Gaballo’s next fight is huge – he needs a clean win if he is to find himself back in the mix at the top of the division and a loss consigns him to the oblivion of gatekeeper status. The name he is most often linked with is former Jason Maloney victim Nawaphon Kaikanha, the man with perhaps the most padded record in all of boxing. Gaballo would be favoured to win such a fight.

Vincent Astrolabio, Aged 25, Bantamweight, 18-3, General Santos City, Cotabato del Sur

Vincent Astrolabio, after a difficult 2017 and 2018, knuckled down at bantamweight and reaped the rewards of this more disciplined approach going 6-0 between 2019 and 2023, including five knockouts.

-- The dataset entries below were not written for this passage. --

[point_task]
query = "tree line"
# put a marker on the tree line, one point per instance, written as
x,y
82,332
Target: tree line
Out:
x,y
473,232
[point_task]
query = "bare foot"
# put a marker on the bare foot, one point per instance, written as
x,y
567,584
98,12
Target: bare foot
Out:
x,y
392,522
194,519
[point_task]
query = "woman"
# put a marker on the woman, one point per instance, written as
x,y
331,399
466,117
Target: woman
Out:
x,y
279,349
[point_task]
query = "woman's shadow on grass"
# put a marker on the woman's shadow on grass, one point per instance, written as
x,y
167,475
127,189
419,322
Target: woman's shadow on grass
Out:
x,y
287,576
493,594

The man he couldn’t knock out was Guillermo Rigondeaux. He met the veteran out in Dubai in early 2022 and turned in a performance of real quality to take a deserved decision. Rigondeaux did his thing, made Astrolabio miss, sometimes by a lot, but the Filipino also turned in a strategic masterpiece. Patient, he also bought pressure. Careful never to throw one punch when two were there to be had, he never got greedy. His mix of touch and power was perfect. Rigondeaux kept waiting as though he expected the same old openings to present themselves, but when they did – and they did – he often found himself out of position or landing a single shot. In the eighth, Astrolabio flashed Rigondeaux with a right-handed punch, but only after repeatedly rattling him with right hands to the head throughout that round. The penny finally seemed to drop for Rigondeaux who won the ninth and tenth on my card but by then it was too late – all three judges had the fight for Astrolabio by virtue of the knockdown (I saw it slightly wider).

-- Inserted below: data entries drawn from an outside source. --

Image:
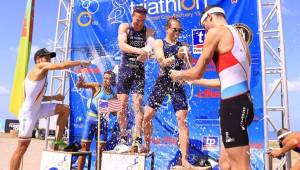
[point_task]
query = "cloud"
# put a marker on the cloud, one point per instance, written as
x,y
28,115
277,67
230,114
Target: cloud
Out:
x,y
4,90
49,44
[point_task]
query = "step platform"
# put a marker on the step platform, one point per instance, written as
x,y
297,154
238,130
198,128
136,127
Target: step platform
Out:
x,y
125,161
61,160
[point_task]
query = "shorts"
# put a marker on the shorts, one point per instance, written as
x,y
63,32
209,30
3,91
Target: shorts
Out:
x,y
90,129
165,86
28,119
131,79
236,114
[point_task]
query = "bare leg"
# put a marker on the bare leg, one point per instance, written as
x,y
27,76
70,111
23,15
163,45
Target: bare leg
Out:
x,y
17,156
63,115
137,106
224,162
183,137
122,115
239,157
81,159
149,114
101,149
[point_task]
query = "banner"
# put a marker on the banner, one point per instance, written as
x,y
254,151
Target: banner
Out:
x,y
17,92
94,37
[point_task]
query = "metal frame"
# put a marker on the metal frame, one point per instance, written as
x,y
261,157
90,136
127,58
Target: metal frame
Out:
x,y
61,47
273,70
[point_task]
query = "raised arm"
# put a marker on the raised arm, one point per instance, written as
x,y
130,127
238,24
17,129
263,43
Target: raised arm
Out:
x,y
122,40
185,54
210,45
159,53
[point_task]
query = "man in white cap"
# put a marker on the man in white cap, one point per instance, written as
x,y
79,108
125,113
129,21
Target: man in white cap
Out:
x,y
288,141
228,50
32,109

Astrolabio was a promising prospect before this fight and a highly ranked contender after it. It is a very exciting time in his career. Is he the master on timing that he seemed to be against the ageing Rigondeaux? Or were we a little blinded by seeing a fighter as neat as Rigondeaux out-thought unexpectedly and over-credited Astrolabio? Astrolabio knocked out Nikolai Potapov as expected in Las Vegas last year, but with Jason Maloney and Emmanuel Rodriguez the names most often being linked to his currently, we are set to find out who Vincent Astrolabio really is in 2023.